Recommended Tasker-side identity:
```text
display_name: Codex Agent: <name>
email: agent+<agent_id>@agents.nodedc.local
is_bot: true
owner_user_id: <human user id>
```
For audit and UI, every write must preserve both:
- `agent_id`;
- `owner_user_id`.
If Tasker cannot yet represent owned bot users cleanly, the adapter can initially use a system actor and store the agent metadata in audit payloads, but this should be treated as a migration step, not the final model.
## Capability model
Allowed initial scopes:
```text
workspace:read
project:read
project:member:add_existing
issue:read
issue:create
issue:update
issue:move
issue:comment
issue:label
issue:assign
issue:structured_blocks:write
```
Explicitly denied for MVP:
```text
issue:delete
issue:archive
comment:delete
label:delete
state:create
state:delete
project:create
project:delete
workspace:settings
workspace:member:invite
workspace:member:remove
raw_tasker_api
```
Deleting or archiving a card remains a human-only operation.
## Two operating modes
### Voluntary mode
The user creates an agent and gives its token to their local Codex. Codex updates Tasker when the user asks it to.
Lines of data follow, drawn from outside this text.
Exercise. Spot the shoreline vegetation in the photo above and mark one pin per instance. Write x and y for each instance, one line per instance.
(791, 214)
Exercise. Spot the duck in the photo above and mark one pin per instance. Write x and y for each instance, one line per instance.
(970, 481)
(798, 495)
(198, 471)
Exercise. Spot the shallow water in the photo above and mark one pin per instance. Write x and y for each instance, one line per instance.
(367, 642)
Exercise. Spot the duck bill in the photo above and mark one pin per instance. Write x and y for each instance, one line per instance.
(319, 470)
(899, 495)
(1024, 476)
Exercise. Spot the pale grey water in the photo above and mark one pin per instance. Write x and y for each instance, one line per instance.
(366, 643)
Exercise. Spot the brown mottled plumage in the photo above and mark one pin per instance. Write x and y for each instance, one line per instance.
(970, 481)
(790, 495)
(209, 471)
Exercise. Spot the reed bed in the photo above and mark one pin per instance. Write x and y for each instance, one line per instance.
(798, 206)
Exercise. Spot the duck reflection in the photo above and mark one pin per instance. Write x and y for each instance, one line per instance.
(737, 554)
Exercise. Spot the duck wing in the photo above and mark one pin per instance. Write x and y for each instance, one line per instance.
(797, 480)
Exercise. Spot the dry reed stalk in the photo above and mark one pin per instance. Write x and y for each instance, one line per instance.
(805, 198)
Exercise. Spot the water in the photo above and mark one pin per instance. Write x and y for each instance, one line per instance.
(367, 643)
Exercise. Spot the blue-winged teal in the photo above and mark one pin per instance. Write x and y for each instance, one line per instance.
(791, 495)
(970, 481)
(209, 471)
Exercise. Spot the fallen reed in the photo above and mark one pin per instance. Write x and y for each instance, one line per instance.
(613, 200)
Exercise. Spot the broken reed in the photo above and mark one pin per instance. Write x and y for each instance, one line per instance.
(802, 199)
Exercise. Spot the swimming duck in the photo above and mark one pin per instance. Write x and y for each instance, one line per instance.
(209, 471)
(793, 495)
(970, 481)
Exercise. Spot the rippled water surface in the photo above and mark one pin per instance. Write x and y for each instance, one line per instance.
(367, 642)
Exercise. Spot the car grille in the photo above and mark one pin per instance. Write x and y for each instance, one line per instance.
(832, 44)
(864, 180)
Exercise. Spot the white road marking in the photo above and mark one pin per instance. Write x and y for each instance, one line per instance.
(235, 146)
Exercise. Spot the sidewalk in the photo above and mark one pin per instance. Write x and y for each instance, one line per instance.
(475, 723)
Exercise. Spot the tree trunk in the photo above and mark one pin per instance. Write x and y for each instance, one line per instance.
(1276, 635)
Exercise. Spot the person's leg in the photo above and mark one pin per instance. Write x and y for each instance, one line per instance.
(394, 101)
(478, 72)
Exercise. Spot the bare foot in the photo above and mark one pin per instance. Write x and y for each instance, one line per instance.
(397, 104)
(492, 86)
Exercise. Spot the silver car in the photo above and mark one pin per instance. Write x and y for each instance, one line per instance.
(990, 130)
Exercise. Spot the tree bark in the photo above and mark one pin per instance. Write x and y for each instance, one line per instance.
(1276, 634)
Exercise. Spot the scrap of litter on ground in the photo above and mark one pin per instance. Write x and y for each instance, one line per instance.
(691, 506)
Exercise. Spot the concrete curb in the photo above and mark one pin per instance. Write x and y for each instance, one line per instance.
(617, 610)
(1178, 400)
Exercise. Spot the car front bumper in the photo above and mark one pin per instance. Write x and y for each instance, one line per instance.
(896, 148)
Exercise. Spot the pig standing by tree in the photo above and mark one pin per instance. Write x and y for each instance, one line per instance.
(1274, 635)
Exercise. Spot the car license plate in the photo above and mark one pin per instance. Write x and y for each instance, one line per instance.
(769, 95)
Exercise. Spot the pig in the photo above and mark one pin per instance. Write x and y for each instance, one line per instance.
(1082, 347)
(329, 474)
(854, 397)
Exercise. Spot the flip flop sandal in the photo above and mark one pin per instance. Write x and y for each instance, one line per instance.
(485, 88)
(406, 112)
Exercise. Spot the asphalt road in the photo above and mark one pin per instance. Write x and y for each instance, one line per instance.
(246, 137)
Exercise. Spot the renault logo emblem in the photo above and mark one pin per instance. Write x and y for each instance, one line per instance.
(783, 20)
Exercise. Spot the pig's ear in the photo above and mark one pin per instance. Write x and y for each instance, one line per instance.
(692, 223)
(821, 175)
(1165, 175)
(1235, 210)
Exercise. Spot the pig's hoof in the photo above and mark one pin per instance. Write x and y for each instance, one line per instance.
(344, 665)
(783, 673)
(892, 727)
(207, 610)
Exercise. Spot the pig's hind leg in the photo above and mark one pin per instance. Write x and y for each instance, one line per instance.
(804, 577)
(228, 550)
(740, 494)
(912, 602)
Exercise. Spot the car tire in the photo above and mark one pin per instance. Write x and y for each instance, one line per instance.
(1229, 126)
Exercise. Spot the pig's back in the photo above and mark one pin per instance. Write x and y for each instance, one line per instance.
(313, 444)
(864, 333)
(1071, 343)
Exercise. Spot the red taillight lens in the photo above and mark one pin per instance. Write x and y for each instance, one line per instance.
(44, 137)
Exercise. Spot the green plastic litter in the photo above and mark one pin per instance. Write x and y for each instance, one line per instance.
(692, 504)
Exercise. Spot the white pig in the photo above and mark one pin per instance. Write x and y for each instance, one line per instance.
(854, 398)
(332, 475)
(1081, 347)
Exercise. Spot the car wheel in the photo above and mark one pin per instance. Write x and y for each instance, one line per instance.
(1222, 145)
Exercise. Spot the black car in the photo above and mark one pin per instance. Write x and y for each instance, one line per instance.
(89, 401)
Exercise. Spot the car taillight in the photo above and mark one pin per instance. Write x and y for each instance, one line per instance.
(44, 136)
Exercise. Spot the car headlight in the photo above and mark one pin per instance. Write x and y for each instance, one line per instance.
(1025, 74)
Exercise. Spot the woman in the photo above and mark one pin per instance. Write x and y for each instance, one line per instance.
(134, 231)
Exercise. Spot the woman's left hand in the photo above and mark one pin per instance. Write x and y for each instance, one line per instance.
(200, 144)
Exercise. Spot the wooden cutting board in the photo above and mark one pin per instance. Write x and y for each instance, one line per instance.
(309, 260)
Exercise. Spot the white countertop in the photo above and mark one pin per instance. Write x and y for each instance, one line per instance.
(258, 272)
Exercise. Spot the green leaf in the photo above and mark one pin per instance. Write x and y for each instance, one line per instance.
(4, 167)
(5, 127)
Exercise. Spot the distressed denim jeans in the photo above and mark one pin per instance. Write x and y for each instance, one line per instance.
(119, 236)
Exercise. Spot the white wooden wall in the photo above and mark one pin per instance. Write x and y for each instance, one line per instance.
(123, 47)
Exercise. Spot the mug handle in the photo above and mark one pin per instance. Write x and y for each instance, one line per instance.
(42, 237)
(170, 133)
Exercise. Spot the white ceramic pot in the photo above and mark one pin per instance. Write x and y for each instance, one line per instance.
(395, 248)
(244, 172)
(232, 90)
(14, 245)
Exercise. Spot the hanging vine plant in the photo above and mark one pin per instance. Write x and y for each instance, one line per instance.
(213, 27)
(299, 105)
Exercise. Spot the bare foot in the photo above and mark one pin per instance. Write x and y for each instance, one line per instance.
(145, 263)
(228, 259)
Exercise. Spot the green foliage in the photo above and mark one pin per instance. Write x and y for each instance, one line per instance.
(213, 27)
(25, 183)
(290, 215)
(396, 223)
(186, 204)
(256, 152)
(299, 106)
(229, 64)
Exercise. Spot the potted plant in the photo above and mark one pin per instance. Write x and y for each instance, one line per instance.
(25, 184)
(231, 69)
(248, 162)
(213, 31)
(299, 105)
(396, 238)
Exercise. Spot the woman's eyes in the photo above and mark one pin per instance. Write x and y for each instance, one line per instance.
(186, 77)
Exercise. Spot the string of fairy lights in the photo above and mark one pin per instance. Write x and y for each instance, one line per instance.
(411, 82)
This mode is user-owned and best for personal development workflow.
### Reporting mode
The enterprise/project admin requires agent reporting for a project. The developer still runs local Codex, but the expected workflow is:
- start work session;
- update active issue/checker;
- append implementation notes;
- finish work session.
This mode is policy-visible but cannot be fully enforced if Codex runs entirely on the developer machine outside a managed wrapper. The system can enforce token scope and show stale/missing reports, but it cannot force an arbitrary local agent to report unless the organization distributes a managed Codex config or wrapper.
## Deployment
Initial local target:
```text
agents.local.nodedc -> Agent Gateway
```
Production-like domains should follow platform conventions:
```text
agents.nodedc.ru or agents.<deployment-domain>
```
The service should support:
- local `.env`;
- staging `.env.staging`;
- production secret store;
- Docker image build;
- container startup migrations;
- health endpoint;
- preflight script validating URLs/secrets.